Chief Executive Officer Xavier Rossinyol and Chief Financial Officer Yves Gerster addressed the market during the global travel giant’s full-year results presentation, conference call and video webcast.

Responding to an analyst’s question about the possibility of spending being ‘cannibalised’ as people leave the Mainland to travel abroad, Rossinyol made the following observation: “Common sense says that if Chinese travellers have options outside China – versus until now where they have only been to internal China or Hainan – there should of course be some movement of sales between domestic China, Hainan and the rest of the world.

Yves Gerster, CFO, Dufry Group.

“We believe part of the flow will go outside [China]. Hainan will remain an important destination for sure, but maybe less so in the future than in the last three years.”

In China, Dufry possesses a partnership with Hainan Development Holdings in Hainan where it collaborates at the downtown Global Duty Free Plaza at Haikou’s Mova Mall.

“Our presence in Hainan is very small; as a foreign company we have a management and supply agreement and we cannot operate duty free stores in China,” reminded Rossinyol.

Turnover in Asia Pacific, where Dufry operates 67 shops over 25,000sq m, increased 67.6% (reported) in 2022 year-on-year to CHF165.9m, though China’s restrictive measures affected travel overall across the region.
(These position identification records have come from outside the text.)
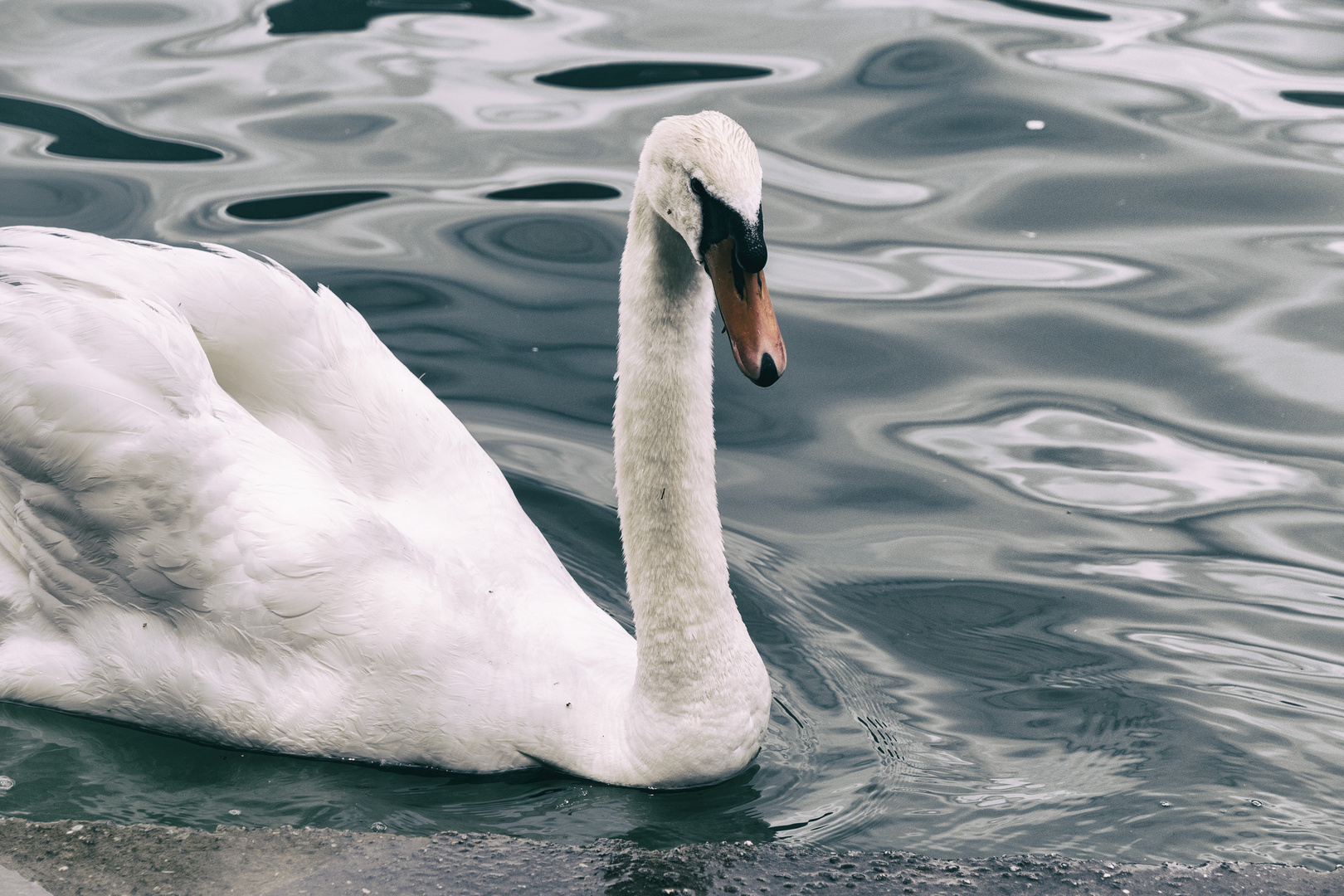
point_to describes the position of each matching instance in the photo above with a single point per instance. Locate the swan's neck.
(695, 659)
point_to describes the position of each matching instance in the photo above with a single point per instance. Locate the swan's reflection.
(1085, 461)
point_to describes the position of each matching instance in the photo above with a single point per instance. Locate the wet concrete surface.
(86, 859)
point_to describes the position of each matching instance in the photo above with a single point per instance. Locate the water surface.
(1040, 536)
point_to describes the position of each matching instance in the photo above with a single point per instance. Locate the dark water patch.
(1315, 97)
(314, 17)
(960, 124)
(923, 63)
(890, 492)
(557, 245)
(119, 15)
(324, 129)
(82, 137)
(1055, 10)
(613, 75)
(563, 190)
(1227, 197)
(299, 206)
(95, 203)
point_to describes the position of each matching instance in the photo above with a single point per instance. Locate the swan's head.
(702, 175)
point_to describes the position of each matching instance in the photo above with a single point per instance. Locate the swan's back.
(223, 503)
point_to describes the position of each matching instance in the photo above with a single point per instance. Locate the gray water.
(1040, 536)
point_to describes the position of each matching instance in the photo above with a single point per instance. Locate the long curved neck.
(694, 653)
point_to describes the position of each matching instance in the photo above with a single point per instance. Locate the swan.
(229, 514)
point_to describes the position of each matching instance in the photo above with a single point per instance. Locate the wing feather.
(132, 479)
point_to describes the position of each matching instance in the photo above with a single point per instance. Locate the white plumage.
(227, 512)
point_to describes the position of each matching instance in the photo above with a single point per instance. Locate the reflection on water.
(1040, 538)
(1089, 462)
(81, 136)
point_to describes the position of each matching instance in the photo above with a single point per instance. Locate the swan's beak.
(747, 314)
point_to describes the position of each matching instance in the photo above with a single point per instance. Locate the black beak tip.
(767, 373)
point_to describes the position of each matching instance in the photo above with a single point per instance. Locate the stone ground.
(99, 859)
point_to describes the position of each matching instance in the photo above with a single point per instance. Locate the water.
(1040, 536)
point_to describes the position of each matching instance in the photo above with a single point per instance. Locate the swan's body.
(227, 512)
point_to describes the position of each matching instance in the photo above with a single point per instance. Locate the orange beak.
(747, 314)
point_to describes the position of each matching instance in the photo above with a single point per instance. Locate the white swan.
(227, 512)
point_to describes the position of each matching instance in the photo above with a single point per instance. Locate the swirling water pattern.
(1042, 535)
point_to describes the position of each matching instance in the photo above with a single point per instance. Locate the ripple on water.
(1083, 461)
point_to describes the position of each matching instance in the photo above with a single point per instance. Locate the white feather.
(227, 512)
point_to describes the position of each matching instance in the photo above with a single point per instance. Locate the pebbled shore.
(100, 859)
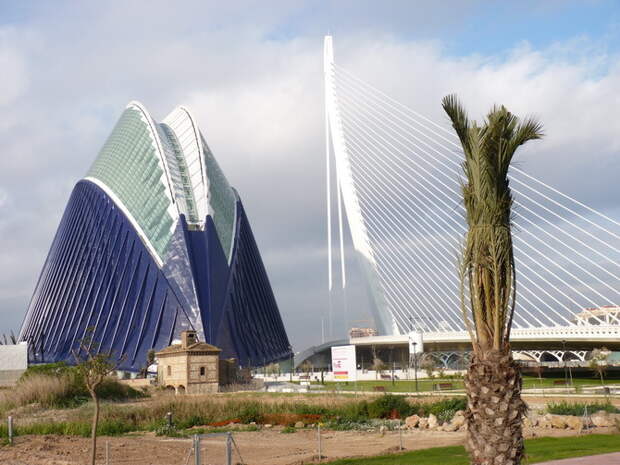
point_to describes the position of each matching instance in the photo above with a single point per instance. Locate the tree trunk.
(494, 409)
(93, 433)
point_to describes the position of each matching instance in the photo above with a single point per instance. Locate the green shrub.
(389, 405)
(250, 413)
(445, 409)
(111, 389)
(578, 409)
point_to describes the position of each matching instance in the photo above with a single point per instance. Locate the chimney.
(188, 338)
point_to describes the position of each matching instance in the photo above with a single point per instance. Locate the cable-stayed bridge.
(398, 178)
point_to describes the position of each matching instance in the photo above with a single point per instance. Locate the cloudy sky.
(251, 71)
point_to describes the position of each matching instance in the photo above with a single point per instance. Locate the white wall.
(13, 362)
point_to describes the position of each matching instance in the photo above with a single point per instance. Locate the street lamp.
(415, 365)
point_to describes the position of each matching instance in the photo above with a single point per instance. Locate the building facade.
(154, 241)
(190, 367)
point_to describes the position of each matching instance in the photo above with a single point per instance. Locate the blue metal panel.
(100, 277)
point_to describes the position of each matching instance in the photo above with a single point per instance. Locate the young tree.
(487, 270)
(429, 365)
(93, 367)
(598, 363)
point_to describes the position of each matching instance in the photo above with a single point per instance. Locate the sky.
(251, 72)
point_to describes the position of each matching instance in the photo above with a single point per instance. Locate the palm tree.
(493, 381)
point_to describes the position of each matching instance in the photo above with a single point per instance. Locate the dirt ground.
(266, 447)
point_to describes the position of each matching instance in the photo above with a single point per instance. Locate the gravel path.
(605, 459)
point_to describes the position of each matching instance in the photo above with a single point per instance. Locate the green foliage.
(487, 265)
(537, 450)
(444, 409)
(388, 406)
(111, 389)
(251, 413)
(69, 428)
(58, 385)
(48, 369)
(578, 409)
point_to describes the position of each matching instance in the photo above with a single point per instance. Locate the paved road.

In addition to its partnership in Hainan, the Swiss-headquartered firm also boasts a number of duty paid operations in China.

Passport expirations, visa backlogs, testing requirements and the unpredictable Covid situation in China might delay the return of travel, Dufry notes in a results presentation, though the unlocking of the country’s border to international travel is expected to gradually hike travel numbers in H2.